McDonald’s is hiking the prices of its menu items in an effort to offset wage increases and supply costs as the United States grapples with a labor shortage and supply chain crisis, The Wall Street Journal reported.
Compared to last year, higher-ups at the fast-food chain anticipate menu prices in the U.S. to increase to roughly six percent this year despite the fact that McDonald’s reported strong third-quarter results on Wednesday.

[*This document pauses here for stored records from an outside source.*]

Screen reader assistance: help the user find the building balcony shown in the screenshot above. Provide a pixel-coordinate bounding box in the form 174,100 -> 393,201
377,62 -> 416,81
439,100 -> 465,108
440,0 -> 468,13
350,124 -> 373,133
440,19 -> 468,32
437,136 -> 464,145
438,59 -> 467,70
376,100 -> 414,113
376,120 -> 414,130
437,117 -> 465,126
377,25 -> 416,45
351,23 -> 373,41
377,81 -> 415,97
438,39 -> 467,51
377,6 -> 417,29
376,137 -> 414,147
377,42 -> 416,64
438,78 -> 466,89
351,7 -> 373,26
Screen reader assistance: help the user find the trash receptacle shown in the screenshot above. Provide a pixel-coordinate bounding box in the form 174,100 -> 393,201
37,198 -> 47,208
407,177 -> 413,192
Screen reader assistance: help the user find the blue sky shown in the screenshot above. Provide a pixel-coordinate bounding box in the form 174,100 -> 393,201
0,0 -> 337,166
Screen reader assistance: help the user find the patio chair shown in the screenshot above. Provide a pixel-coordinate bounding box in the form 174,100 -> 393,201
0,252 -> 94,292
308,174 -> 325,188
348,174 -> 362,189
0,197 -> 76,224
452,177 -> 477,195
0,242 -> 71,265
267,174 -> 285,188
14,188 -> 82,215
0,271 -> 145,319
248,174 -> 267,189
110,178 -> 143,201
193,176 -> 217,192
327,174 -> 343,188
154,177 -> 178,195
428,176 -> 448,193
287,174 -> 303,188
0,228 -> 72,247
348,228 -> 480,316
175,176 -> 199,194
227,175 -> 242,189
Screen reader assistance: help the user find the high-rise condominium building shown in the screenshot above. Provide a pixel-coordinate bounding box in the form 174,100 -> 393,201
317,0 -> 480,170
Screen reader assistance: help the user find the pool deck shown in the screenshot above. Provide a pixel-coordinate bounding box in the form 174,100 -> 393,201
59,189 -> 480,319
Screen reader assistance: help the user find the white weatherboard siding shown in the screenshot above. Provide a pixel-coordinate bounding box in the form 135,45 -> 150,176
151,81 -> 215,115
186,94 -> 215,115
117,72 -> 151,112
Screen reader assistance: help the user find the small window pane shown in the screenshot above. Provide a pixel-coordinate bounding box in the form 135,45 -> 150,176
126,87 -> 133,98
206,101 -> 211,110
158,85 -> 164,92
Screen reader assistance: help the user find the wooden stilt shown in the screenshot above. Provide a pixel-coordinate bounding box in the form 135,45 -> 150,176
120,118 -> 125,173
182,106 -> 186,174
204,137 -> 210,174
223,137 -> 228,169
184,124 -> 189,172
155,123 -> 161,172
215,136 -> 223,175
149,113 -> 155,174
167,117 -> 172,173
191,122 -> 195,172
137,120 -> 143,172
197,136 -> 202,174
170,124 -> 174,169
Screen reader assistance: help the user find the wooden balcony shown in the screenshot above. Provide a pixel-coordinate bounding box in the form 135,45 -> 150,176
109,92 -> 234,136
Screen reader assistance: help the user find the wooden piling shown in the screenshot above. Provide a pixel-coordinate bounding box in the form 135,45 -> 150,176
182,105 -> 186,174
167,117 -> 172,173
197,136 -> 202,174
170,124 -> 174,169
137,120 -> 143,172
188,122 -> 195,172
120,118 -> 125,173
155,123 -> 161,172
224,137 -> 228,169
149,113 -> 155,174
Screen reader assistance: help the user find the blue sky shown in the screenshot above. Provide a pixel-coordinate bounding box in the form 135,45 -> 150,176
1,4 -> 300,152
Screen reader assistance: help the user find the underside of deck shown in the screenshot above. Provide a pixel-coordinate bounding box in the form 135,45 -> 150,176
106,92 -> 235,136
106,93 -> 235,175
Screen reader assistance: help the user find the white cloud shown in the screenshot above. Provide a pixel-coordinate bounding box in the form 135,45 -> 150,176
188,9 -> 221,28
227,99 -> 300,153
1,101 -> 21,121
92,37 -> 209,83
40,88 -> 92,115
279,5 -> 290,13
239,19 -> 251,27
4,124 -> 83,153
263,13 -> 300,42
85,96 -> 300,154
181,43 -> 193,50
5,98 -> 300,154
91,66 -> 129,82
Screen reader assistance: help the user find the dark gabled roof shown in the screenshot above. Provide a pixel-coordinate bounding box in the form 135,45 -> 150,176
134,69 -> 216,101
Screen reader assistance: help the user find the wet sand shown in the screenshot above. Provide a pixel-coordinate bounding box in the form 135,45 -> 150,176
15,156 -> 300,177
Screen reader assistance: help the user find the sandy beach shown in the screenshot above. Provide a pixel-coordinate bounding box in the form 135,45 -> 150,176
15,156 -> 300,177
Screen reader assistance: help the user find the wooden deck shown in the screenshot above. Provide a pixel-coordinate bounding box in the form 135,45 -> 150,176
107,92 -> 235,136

That’s because in McDonald’s U.S. restaurants, wages this year are up at least 10 percent as of now and supply costs for things such as food and paper are anticipated to increase four percent, according to the Journal. McDonald’s is having a difficult time trying to hire enough people to operate under regular hours.
Earlier on Wednesday, the fast-food chain reported that its U.S. same-store sales in the third quarter grew 9.6 percent compared to 4.6 percent last year during the same time. The chain noted that it was attributed to larger order sizes, increases to its menu prices, its crispy chicken sandwich and celebrity endorsements through its Famous Orders platform.
The news of McDonald’s increased menu prices comes as the U.S. battles a supply chain crisis and labor shortage that is disrupting a variety of industries. Given the rollout and effectiveness of the COVID-19 vaccines married with federal aid during the pandemic, demand is outstripping supply.
Some port closures, a lack of workers in places like trucking and other supply chain issues have contributed to a rise in prices for goods. Earlier this month, the White House announced that the Port of Los Angeles and several companies like FedEx would be working around the clock to alleviate some of the supply chain disruptions.
The Hill has reached out to McDonald’s for comment.